Reference price benchmarks are critical tools for managing and evaluating trading performance. They are used to estimate expected trading costs, select optimal trading strategies, and assess post-trade execution. These benchmarks can be classified into pretrade, intraday, posttrade, and price target categories, each serving specific objectives depending on the trading strategy and market conditions.
Categories of Reference Price Benchmarks
1. Pretrade Benchmarks
Pretrade benchmarks are known before trading begins and are often used to evaluate the initial trading strategy.
- Decision Price:
- The price of the security when the portfolio manager makes the investment decision.
- Use Case: Common for active managers, this benchmark reflects the initial cost estimate of executing a trade.
- Previous Close:
- The closing price from the previous trading day.
- Use Case: Often used by quantitative managers applying systematic, rules-based strategies. It serves as a proxy for decision price in many cases.
- Opening Price:
- The security’s price at the market’s opening on the trading day.
- Use Case: Suitable for fundamental managers with long-term strategies, as it ignores overnight market-moving events.
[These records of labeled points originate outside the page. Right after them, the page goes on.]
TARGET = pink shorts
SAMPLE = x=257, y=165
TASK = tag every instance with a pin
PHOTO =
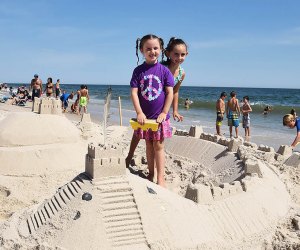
x=164, y=131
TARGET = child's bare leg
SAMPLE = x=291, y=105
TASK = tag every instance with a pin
x=218, y=129
x=159, y=153
x=150, y=159
x=133, y=144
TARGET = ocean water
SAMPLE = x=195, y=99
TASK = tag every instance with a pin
x=265, y=129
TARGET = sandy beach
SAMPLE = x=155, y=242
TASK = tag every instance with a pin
x=220, y=194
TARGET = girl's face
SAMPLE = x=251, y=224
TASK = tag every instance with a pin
x=178, y=54
x=151, y=51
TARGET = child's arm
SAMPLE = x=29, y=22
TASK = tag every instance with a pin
x=141, y=118
x=168, y=102
x=176, y=88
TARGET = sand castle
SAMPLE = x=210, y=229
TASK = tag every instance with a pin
x=47, y=106
x=128, y=212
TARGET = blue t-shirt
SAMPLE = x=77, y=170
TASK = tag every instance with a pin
x=297, y=124
x=151, y=81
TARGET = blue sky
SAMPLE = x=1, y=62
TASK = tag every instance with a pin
x=250, y=43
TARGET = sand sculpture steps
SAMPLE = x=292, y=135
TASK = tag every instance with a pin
x=52, y=206
x=121, y=217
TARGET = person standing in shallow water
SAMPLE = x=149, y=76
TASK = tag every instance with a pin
x=246, y=109
x=83, y=98
x=292, y=121
x=220, y=109
x=233, y=113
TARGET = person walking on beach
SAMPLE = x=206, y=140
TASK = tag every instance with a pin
x=36, y=86
x=220, y=108
x=292, y=121
x=152, y=94
x=233, y=113
x=49, y=87
x=57, y=88
x=83, y=98
x=246, y=109
x=176, y=52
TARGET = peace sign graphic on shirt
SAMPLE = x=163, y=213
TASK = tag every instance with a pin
x=148, y=92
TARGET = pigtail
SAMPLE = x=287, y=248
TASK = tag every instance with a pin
x=161, y=41
x=137, y=50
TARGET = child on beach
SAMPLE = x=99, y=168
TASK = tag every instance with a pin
x=176, y=52
x=152, y=95
x=220, y=108
x=292, y=121
x=65, y=100
x=246, y=109
x=233, y=113
x=49, y=87
x=83, y=98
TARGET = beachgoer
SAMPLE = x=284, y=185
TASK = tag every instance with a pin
x=49, y=87
x=220, y=108
x=291, y=120
x=176, y=51
x=83, y=98
x=74, y=107
x=233, y=113
x=36, y=86
x=267, y=110
x=187, y=103
x=152, y=94
x=57, y=88
x=65, y=100
x=246, y=109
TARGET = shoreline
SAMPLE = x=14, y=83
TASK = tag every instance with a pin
x=188, y=160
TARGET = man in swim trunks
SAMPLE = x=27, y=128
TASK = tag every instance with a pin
x=83, y=98
x=220, y=108
x=233, y=113
x=36, y=86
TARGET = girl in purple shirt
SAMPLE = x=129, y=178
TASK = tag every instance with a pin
x=152, y=95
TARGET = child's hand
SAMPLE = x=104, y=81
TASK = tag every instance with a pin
x=177, y=117
x=141, y=118
x=161, y=117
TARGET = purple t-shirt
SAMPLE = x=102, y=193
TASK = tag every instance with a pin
x=297, y=124
x=151, y=80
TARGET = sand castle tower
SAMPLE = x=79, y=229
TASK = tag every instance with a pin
x=104, y=161
x=47, y=106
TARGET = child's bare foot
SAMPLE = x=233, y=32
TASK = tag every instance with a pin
x=150, y=177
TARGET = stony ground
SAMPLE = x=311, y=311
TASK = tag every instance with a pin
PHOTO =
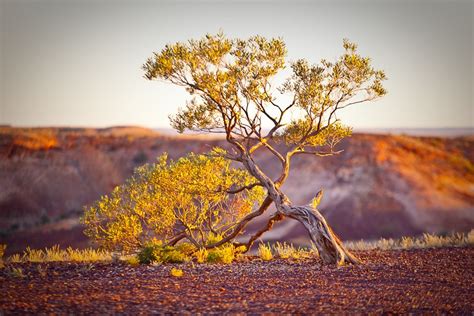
x=410, y=281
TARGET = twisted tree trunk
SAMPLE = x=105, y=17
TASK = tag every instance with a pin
x=330, y=248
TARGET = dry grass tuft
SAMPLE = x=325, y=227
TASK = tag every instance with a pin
x=55, y=254
x=425, y=241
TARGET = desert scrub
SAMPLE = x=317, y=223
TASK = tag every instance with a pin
x=201, y=255
x=224, y=254
x=265, y=252
x=162, y=198
x=176, y=272
x=288, y=251
x=54, y=254
x=157, y=253
x=424, y=241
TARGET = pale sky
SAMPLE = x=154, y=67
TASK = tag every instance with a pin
x=78, y=63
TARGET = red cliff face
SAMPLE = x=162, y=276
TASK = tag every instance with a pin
x=380, y=186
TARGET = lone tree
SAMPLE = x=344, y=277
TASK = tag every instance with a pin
x=232, y=84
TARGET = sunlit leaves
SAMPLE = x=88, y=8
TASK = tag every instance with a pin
x=230, y=80
x=168, y=198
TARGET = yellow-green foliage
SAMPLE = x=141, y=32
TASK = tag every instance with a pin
x=201, y=255
x=167, y=197
x=175, y=272
x=56, y=254
x=265, y=252
x=157, y=253
x=288, y=251
x=223, y=254
x=227, y=76
x=425, y=241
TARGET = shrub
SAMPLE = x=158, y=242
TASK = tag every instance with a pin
x=425, y=241
x=224, y=254
x=284, y=250
x=176, y=272
x=56, y=254
x=264, y=252
x=162, y=198
x=161, y=254
x=201, y=255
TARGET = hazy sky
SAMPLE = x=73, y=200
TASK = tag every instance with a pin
x=78, y=63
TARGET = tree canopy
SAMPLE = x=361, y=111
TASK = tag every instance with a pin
x=197, y=197
x=232, y=84
x=235, y=91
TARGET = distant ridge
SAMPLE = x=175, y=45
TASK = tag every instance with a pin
x=431, y=132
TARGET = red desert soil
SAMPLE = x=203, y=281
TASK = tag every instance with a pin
x=409, y=281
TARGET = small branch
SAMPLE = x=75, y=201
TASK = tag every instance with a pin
x=275, y=218
x=247, y=187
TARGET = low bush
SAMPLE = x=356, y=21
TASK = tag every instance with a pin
x=265, y=252
x=223, y=254
x=157, y=253
x=424, y=241
x=56, y=254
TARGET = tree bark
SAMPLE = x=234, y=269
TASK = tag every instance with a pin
x=330, y=248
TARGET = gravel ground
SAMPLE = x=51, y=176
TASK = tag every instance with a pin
x=410, y=281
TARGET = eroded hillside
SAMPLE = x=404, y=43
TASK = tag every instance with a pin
x=380, y=186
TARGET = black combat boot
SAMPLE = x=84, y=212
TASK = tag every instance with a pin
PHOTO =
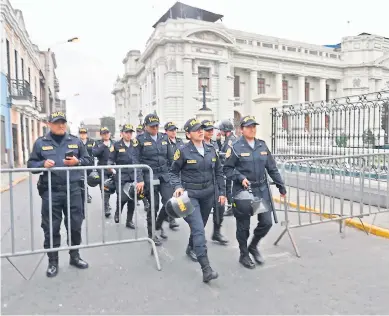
x=208, y=273
x=246, y=261
x=172, y=223
x=75, y=260
x=217, y=236
x=52, y=268
x=253, y=249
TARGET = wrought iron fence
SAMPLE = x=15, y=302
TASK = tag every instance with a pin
x=344, y=126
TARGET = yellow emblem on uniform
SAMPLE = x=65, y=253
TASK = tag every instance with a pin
x=181, y=205
x=177, y=154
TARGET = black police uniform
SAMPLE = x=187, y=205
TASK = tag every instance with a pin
x=229, y=140
x=156, y=155
x=201, y=176
x=173, y=145
x=55, y=147
x=89, y=143
x=218, y=209
x=101, y=152
x=245, y=162
x=122, y=154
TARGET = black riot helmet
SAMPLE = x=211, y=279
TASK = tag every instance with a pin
x=93, y=178
x=179, y=207
x=245, y=203
x=226, y=126
x=109, y=186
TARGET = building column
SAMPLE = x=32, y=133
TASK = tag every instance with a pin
x=339, y=89
x=278, y=87
x=322, y=89
x=19, y=136
x=253, y=92
x=222, y=112
x=188, y=98
x=301, y=89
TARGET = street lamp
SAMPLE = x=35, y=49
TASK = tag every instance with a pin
x=140, y=116
x=204, y=84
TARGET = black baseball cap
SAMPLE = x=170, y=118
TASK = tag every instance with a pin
x=170, y=126
x=247, y=121
x=82, y=130
x=193, y=125
x=151, y=120
x=127, y=128
x=208, y=125
x=104, y=130
x=57, y=116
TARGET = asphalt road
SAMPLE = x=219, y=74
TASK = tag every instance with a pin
x=336, y=274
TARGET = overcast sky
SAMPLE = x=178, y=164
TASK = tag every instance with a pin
x=109, y=29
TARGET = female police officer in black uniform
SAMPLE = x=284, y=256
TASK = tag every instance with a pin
x=196, y=168
x=121, y=153
x=246, y=164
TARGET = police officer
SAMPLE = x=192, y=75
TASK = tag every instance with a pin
x=60, y=149
x=89, y=143
x=246, y=164
x=226, y=129
x=197, y=169
x=153, y=150
x=218, y=209
x=122, y=154
x=101, y=151
x=139, y=130
x=174, y=142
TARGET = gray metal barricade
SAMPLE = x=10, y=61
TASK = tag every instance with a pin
x=87, y=243
x=334, y=189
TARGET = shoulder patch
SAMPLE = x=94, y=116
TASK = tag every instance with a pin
x=177, y=155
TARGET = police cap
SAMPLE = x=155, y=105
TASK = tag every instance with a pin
x=104, y=130
x=127, y=128
x=57, y=116
x=170, y=126
x=208, y=125
x=192, y=125
x=151, y=120
x=247, y=121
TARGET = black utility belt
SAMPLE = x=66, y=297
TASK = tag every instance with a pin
x=57, y=187
x=196, y=186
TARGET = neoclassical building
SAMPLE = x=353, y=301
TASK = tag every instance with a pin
x=248, y=73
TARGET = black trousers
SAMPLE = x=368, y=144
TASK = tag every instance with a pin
x=197, y=221
x=59, y=207
x=166, y=191
x=265, y=222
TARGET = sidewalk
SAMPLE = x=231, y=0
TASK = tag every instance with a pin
x=17, y=177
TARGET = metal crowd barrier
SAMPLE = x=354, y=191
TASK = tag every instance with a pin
x=86, y=228
x=334, y=189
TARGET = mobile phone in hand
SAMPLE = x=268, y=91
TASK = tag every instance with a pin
x=69, y=154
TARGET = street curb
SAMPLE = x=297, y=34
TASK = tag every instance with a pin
x=372, y=229
x=17, y=181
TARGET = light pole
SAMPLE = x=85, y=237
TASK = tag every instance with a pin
x=140, y=117
x=204, y=84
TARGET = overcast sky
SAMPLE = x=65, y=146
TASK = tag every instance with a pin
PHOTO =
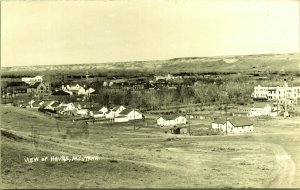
x=70, y=32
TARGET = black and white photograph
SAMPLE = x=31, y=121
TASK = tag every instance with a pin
x=150, y=94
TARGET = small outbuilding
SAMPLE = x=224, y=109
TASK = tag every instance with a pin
x=166, y=121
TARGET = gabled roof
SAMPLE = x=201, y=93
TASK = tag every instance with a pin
x=126, y=111
x=219, y=121
x=36, y=103
x=121, y=116
x=35, y=85
x=47, y=103
x=17, y=84
x=170, y=117
x=55, y=104
x=60, y=92
x=97, y=112
x=94, y=109
x=239, y=122
x=178, y=127
x=116, y=108
x=260, y=104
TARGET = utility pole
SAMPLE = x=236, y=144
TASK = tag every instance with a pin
x=286, y=114
x=189, y=127
x=134, y=119
x=226, y=117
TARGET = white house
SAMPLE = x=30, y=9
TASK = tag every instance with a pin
x=82, y=112
x=66, y=108
x=127, y=115
x=48, y=105
x=233, y=126
x=171, y=121
x=77, y=89
x=36, y=104
x=96, y=113
x=278, y=93
x=32, y=80
x=104, y=109
x=260, y=109
x=115, y=111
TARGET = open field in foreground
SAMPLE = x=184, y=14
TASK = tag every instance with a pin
x=145, y=157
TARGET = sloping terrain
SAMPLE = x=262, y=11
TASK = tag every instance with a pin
x=265, y=62
x=140, y=158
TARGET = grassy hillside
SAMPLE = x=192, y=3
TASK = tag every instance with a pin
x=144, y=157
x=265, y=62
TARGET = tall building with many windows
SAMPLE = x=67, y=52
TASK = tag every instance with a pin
x=278, y=93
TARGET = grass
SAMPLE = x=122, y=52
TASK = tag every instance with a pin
x=145, y=157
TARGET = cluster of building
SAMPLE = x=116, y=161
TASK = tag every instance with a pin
x=281, y=94
x=34, y=86
x=116, y=113
x=239, y=125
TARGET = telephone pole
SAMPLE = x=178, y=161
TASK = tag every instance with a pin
x=286, y=114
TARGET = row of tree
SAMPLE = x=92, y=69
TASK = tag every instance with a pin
x=206, y=94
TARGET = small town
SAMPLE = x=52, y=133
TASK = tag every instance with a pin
x=56, y=101
x=168, y=94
However, trades entered into opening auctions should avoid this benchmark due to potential distortions caused by their own orders.
- Arrival Price:
- The price of the security when the trade order is submitted to the market.
- Use Case: Frequently used by active managers aiming to generate alpha, this benchmark is ideal for assessing real-time execution against initial market conditions.
2. Intraday Benchmarks
Intraday benchmarks are calculated based on prices during the trading day and are suitable for passive or systematic trading strategies.
- Volume-Weighted Average Price (VWAP):
- The average price of all trades executed during the trading period, weighted by trade volume.
- Use Case: Best for managers seeking to align with the day’s trading volume patterns, such as during portfolio rebalancing. VWAP ensures sell orders provide cash to fund buy orders within the same day.
- Time-Weighted Average Price (TWAP):
- The equal-weighted average price of all trades over the trading period, ignoring trade volume.
- Use Case: Useful in markets with fluctuating volumes, TWAP mitigates the effect of outlier prices, such as trades at extreme highs or lows of the day.
3. Posttrade Benchmarks
Posttrade benchmarks are determined after trading has concluded and are commonly used for performance evaluation.
- Closing Price:
- The final price of the security at the market close.
- Use Case: Preferred by managers looking to minimize tracking error relative to benchmarks like an index, especially for index-tracking funds.
- Drawback: Since the closing price is unknown during the trading horizon, it limits real-time performance assessment.
4. Price Target Benchmarks
Price target benchmarks are set based on a manager’s assessment of a security’s fair value.
- Definition:
- The manager’s view of the fair value of a security. For example, if the current price is $10 but the manager values it at $10.50, the benchmark is $10.50.
- Use Case: Ideal for profit-seeking managers aiming for short-term alpha. This approach prioritizes buying below or selling above the target price.
Choosing the Right Benchmark
The choice of reference price benchmark depends on the trading strategy, manager’s objectives, and market conditions:
Benchmark | Best Use Case | Key Considerations |
---|---|---|
Decision Price | Active managers evaluating cost against initial decisions. | Reflects costs against the manager’s expectations when making the investment decision. |
Previous Close | Quantitative strategies reliant on historical data. | Ignores overnight market changes. |
Opening Price | Fundamental, long-term managers ignoring pre-market information. | Avoid for trades in opening auctions. |
Arrival Price | Managers prioritizing real-time execution. | Useful for alpha-seeking strategies. |
VWAP | Portfolio rebalancing and passive strategies. | Aligns trades with daily volume patterns but may not suit low-liquidity securities. |
TWAP | Mitigating impact of volume outliers or trading in fluctuating volume environments. | Ignores volume, focusing on price consistency. |
Closing Price | Funds minimizing tracking error against benchmarks (e.g., index-tracking funds). | Delays evaluation until after the trading horizon. |
Price Target | Profit-seeking managers aiming for alpha by trading at or better than the target price. | Requires a precise and accurate assessment of fair value. |
Conclusion
Reference price benchmarks are foundational for effective trade execution and performance evaluation. By selecting the appropriate benchmark, traders and portfolio managers can optimize execution strategies, balance trading costs, and achieve desired investment outcomes.